Additionally, `City` with `Hour` without events on that day should be included but should have a 0 for `countoccur`.

*    Columns
    *    `City`
    *    `createdHour`
    *    `countoccur`: the count of events. **REMEMBER: This should be 0 if there aren't any events for that city/hour**


*    Exclude NULL cities i.e. `WHERE city IS NOT NULL`


*    Sort
    *   `City` in ascending order
    *   `createdHour` in ascending order

**Pseudocode:**

*    Need to find the biggest day. This is query `b` below.

*    Need to get all the hours that occur on the biggest day. This is query `c` below.

*    Need to get all the cities/hour combinations possible for the biggest day. This is query `aa` below.

*    Need to get the counts for each city/hour on the biggest day, This is query `bb` below.

*    Need to join query `aa` with qery `bb` to retain all of query `aa`. This is this overall query, `a`.

*    produce `SELECT` statement

*    `GROUP BY`
*    `ORDER BY`

### Note that there are 5 distinct queries/subqueries:

a.  The base `data` table, or the main table in the query.

b.  Gets the date with the most events. This subquery is written and executed in multiple places.

c.  Gets the distinct hours on the date with the most events. Depends on the date in `b`.

aa.  Gets a distinct list of city/createdhour for the date with the most events. Depends on the date in `b`.
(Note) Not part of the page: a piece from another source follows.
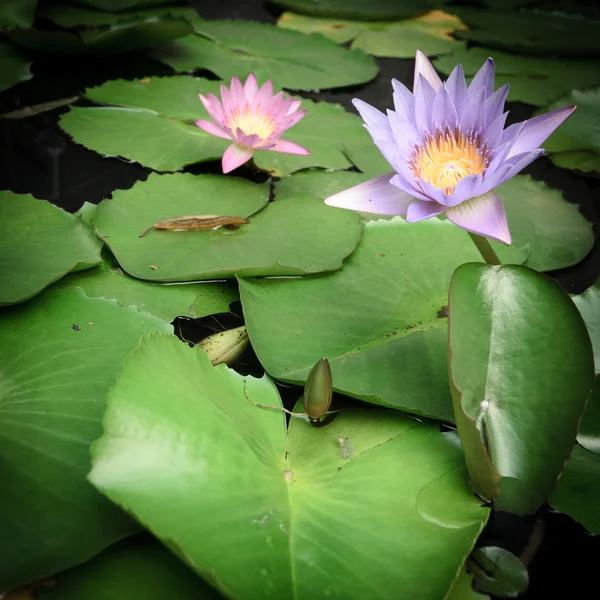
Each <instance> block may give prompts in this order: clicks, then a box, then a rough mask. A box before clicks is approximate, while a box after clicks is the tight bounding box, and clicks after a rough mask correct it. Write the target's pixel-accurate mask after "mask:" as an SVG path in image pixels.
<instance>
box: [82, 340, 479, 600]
mask: <svg viewBox="0 0 600 600" xmlns="http://www.w3.org/2000/svg"><path fill="white" fill-rule="evenodd" d="M244 393H246V394H247V395H248V397H250V398H252V399H253V400H255V401H258V402H260V403H264V404H266V405H279V403H280V400H279V397H278V395H277V392H276V389H275V387H274V385H273V383H272V382H271V381H270V380H269V379H268V378H266V377H264V378H263V379H253V378H248V379H247V387H246V390H245V392H244V381H243V378H242V377H241V376H239V375H237V374H236V373H235V372H233V371H231V370H229V369H227V368H226V367H224V366H223V365H221V366H219V367H216V368H213V367H211V366H210V363H209V362H208V359H207V357H206V356H205V355H203V354H202V353H199V352H197V351H194V350H193V349H190V348H187V347H186V346H185V345H184V344H181V343H180V342H178V341H177V340H176V339H174V338H172V337H166V336H153V337H152V338H151V339H150V340H148V341H147V342H144V344H143V345H142V347H141V349H140V350H139V351H137V352H136V353H134V354H133V355H132V356H131V357H130V358H129V359H127V361H126V363H125V368H124V371H123V374H122V375H121V376H120V378H119V381H118V383H117V385H116V387H114V388H113V389H112V392H111V394H110V398H109V401H108V410H107V412H106V414H105V420H104V435H103V436H102V438H101V439H100V440H99V441H98V442H96V443H95V444H94V447H93V456H94V459H93V463H94V464H93V469H92V471H91V473H90V476H89V478H90V480H91V481H92V482H93V483H94V485H95V486H96V487H98V488H99V489H100V490H102V491H103V492H104V493H105V494H106V495H107V496H108V497H110V498H111V499H112V500H113V501H115V502H117V503H118V504H120V505H122V506H126V507H127V509H128V510H130V511H132V512H133V513H134V514H135V515H136V517H137V518H138V519H140V520H141V521H142V522H144V523H145V524H146V525H147V526H148V527H149V528H150V529H151V531H152V532H153V533H154V534H155V535H157V536H158V537H159V538H160V539H162V540H164V541H165V543H167V544H168V545H169V547H171V548H172V549H173V550H174V551H175V552H176V553H177V554H178V555H179V556H181V557H182V558H183V559H184V560H185V561H186V562H187V563H188V564H190V565H191V566H192V568H194V569H195V570H196V571H197V572H198V573H200V574H202V575H203V576H204V577H205V578H206V579H207V580H208V581H209V582H210V583H212V584H213V585H215V586H216V587H217V588H218V589H220V590H221V591H222V592H223V593H224V594H225V595H226V596H227V597H230V598H243V599H254V598H256V599H258V598H261V599H262V598H274V599H275V598H276V599H278V600H285V599H287V598H290V599H291V598H295V599H301V598H307V599H308V598H314V597H315V596H316V595H323V596H331V597H336V596H337V597H343V598H347V599H348V600H352V599H354V598H356V599H358V598H361V599H363V598H365V597H377V598H382V599H383V598H390V599H392V598H397V597H398V594H399V591H400V593H401V594H402V595H404V596H406V597H411V598H417V599H419V598H423V599H424V600H425V599H427V600H429V599H430V598H442V597H443V596H444V595H445V593H446V591H447V590H448V588H449V587H450V585H451V583H452V582H453V580H454V578H455V577H456V574H457V572H458V570H459V569H460V567H461V565H462V564H463V562H464V560H465V558H466V556H467V554H468V553H469V552H470V551H471V548H472V546H473V544H474V542H475V539H476V538H477V536H478V534H479V532H480V531H481V528H482V526H483V525H484V523H485V521H486V519H487V514H488V511H487V509H485V508H483V507H482V506H481V503H480V501H478V500H477V499H476V498H475V497H474V496H473V495H472V493H471V492H470V490H469V486H468V484H467V481H466V479H465V471H464V466H463V463H462V461H463V457H462V453H461V451H460V449H459V448H458V447H456V445H454V443H453V442H452V441H450V440H449V439H448V438H447V436H444V435H443V434H440V432H439V429H438V427H437V426H431V425H425V424H421V423H418V422H417V421H414V420H410V419H407V418H404V417H402V416H400V415H399V414H397V413H394V412H392V411H389V412H388V411H382V410H375V409H367V410H365V409H363V410H360V409H354V410H347V411H344V412H342V413H341V414H339V416H338V417H337V418H336V419H335V420H334V421H333V423H331V424H330V425H327V426H326V427H323V428H314V427H312V426H310V425H309V424H308V423H306V422H305V421H304V420H298V419H293V420H292V422H291V424H290V430H289V433H287V434H286V426H285V417H284V415H283V413H281V412H278V411H275V410H267V409H261V408H258V407H256V406H254V405H253V404H251V403H250V402H249V401H248V400H247V399H246V397H245V396H244ZM341 450H346V452H341ZM374 473H376V474H377V476H376V477H374V476H373V474H374ZM385 473H393V474H394V476H390V477H387V476H384V474H385ZM233 490H235V493H233ZM365 507H369V510H365ZM231 548H235V549H236V552H235V553H233V552H231ZM399 564H402V565H403V568H402V569H399V568H398V565H399ZM432 564H435V570H433V571H432V570H431V568H430V567H431V565H432ZM424 573H427V577H424V576H423V574H424Z"/></svg>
bb.  Gets the number of events for city/hour. SAME AS INNER JOIN EXAMPLE ABOVE. Depends on the date in `b`.

In [None]:
def left_join_example():

    # display the list of cities
    query_left_join = '''
                SELECT aa.city
                        ,aa.createdhour
                        ,COALESCE(bb.countoccur,0) countoccur

                FROM ( --this gets a distinct list of city/createdhour for the date with the most events
                          SELECT DISTINCT a.city,c.createdhour
                          FROM data a
                          INNER JOIN 
                              ( --this join gets the date with the most events
                                SELECT strftime('%Y-%m-%d',CreatedDate) createdymd
                                        ,count(*) totalymd
                                FROM data
                                GROUP BY 1
                                ORDER BY 2 DESC
                                LIMIT 1
                              ) b on strftime('%Y-%m-%d',a.CreatedDate)=b.createdymd
                  
                          LEFT JOIN 
                                      ( --this join gets the distinct hours on the date with the most events
                                        SELECT distinct strftime('%Y-%m-%d',CreatedDate) createdymd
                                                        ,strftime('%H',CreatedDate) createdhour
                                        FROM data

                                      ) c on strftime('%Y-%m-%d',a.CreatedDate)=c.createdymd
                          WHERE a.city IS NOT NULL
                        ) aa

                    LEFT JOIN ( --this join gets the number of events for city/hour. SAME AS JOIN EXAMPLE ABOVE
                                  SELECT a.city
                                          ,strftime('%H',CreatedDate) createdhour
                                          ,count(*) countoccur
                                  FROM data a
                                  INNER JOIN ( --this join gets the date with the most events
                                                SELECT strftime('%Y-%m-%d',CreatedDate) createdymd
                                                        ,count(*) totalymd
                                                FROM data
                                                GROUP BY 1
                                                ORDER BY 2 DESC
                                                LIMIT 1
                                              ) b on strftime('%Y-%m-%d',a.CreatedDate)=b.createdymd
                                  WHERE a.city IS NOT NULL
                                  GROUP BY 1,2
                               ) bb 
                ON aa.city = bb.city 
                AND aa.createdhour = bb.createdhour

                ORDER BY 1,2
                '''
    return query_left_join

df_left_join_example = pd.read_sql(left_join_example(),conn_nyc)
display(df_left_join_example)

## What questions do you have on subqueries?